OPINION (CALMATTERS) -California voters will begin marking their mail-in ballots for the Nov. 5 election in just a few days and how they vote may reflect their somewhat sour outlooks, particularly rising concerns about crime, a pre-election poll suggests.

The Public Policy Institute of California survey, released Wednesday night, found that “majorities of adults and likely voters think the state is headed in the wrong direction and expect the state to have bad times financially in the next 12 months,” the San Francisco-based think tank said in its analysis.

The poll also revealed that 71% of voters support Proposition 36, which would boost penalties for some crimes, partially undoing Proposition 47, a 2014 measure that reduced sentences. At least 41% said the outcome of this vote is “very important.”
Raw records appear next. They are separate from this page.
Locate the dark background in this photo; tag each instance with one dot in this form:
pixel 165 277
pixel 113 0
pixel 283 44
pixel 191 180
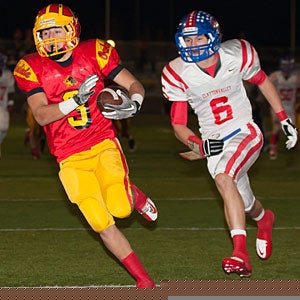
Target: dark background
pixel 262 22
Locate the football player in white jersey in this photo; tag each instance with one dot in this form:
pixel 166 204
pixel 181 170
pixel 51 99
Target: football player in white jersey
pixel 208 75
pixel 7 90
pixel 287 83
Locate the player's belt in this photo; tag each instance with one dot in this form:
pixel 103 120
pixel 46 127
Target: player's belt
pixel 230 135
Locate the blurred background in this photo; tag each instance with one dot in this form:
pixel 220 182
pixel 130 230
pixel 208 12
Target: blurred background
pixel 144 31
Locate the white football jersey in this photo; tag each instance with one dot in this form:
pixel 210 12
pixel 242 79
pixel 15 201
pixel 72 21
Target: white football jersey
pixel 220 102
pixel 7 85
pixel 287 90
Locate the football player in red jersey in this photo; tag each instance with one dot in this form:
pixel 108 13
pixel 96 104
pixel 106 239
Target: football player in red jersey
pixel 208 75
pixel 61 81
pixel 7 92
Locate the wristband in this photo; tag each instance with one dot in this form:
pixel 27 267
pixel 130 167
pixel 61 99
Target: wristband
pixel 67 106
pixel 138 98
pixel 282 115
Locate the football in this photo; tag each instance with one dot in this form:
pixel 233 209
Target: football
pixel 110 95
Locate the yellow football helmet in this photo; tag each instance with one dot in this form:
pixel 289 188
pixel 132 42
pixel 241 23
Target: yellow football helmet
pixel 51 16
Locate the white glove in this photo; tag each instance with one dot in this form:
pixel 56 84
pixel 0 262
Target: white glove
pixel 84 92
pixel 205 148
pixel 290 131
pixel 126 110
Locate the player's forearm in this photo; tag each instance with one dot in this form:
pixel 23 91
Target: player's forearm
pixel 270 93
pixel 182 133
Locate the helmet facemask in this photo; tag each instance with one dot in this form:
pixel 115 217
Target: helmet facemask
pixel 56 16
pixel 194 24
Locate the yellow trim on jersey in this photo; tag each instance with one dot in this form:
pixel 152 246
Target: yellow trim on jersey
pixel 103 51
pixel 23 70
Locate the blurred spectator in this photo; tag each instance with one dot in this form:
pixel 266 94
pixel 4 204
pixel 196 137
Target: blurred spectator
pixel 287 82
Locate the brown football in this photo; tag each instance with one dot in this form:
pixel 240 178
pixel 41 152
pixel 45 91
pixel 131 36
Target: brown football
pixel 109 95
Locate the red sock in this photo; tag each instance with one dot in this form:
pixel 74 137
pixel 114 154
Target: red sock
pixel 136 269
pixel 274 140
pixel 139 196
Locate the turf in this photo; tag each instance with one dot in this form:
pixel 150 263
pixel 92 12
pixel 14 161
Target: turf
pixel 45 241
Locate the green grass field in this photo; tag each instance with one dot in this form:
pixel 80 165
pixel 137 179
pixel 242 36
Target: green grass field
pixel 45 242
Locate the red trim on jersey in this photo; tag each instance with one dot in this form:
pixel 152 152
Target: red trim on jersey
pixel 281 115
pixel 244 54
pixel 176 77
pixel 258 78
pixel 178 113
pixel 240 149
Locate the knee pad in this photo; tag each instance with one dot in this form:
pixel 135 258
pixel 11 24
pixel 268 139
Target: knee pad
pixel 245 190
pixel 118 201
pixel 87 196
pixel 96 214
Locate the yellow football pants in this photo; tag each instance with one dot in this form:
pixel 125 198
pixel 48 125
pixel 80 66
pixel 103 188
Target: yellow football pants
pixel 97 181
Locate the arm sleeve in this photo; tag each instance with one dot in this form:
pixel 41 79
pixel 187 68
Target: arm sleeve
pixel 258 78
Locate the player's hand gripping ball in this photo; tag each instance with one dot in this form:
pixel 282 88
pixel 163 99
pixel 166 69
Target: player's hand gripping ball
pixel 110 95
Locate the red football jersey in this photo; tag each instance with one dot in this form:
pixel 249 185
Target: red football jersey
pixel 85 126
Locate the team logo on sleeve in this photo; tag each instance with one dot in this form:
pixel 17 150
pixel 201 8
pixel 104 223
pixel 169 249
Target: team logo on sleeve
pixel 24 70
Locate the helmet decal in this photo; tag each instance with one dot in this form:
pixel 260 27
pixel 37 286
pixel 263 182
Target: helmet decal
pixel 198 23
pixel 56 16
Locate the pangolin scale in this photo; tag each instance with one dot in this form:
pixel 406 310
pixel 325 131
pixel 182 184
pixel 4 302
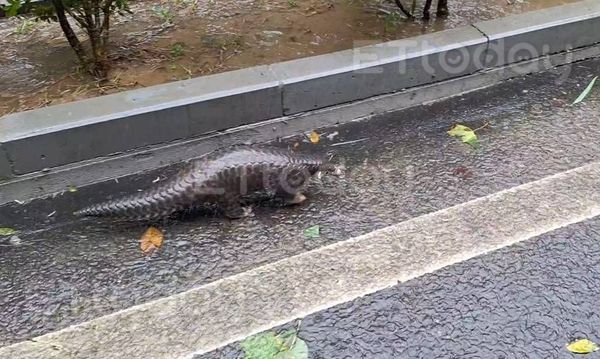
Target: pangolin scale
pixel 223 178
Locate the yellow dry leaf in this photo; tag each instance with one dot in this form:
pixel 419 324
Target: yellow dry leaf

The strong support for Prop. 36 — which is sponsored by a coalition of law enforcement and business groups and backed by many local officials — should not be a surprise.

Earlier this month, the institute released a study confirming that property crimes have been rising since Prop. 47’s passage, while the ranks of police have thinned and arrests for such crimes have declined.

“Driven by larcenies, property crime jumped after Prop 47 compared to the nation and comparison states,” the study found.

Prop. 36’s popularity marks a change of public attitudes since the heyday of what was called “criminal justice reform” a decade ago, when then-Gov. Jerry Brown, legislators and voters, under pressure from federal courts, were depopulating the state’s overcrowded prison system. The number of felons declined by nearly 50% from a peak of 173,000 in 2006.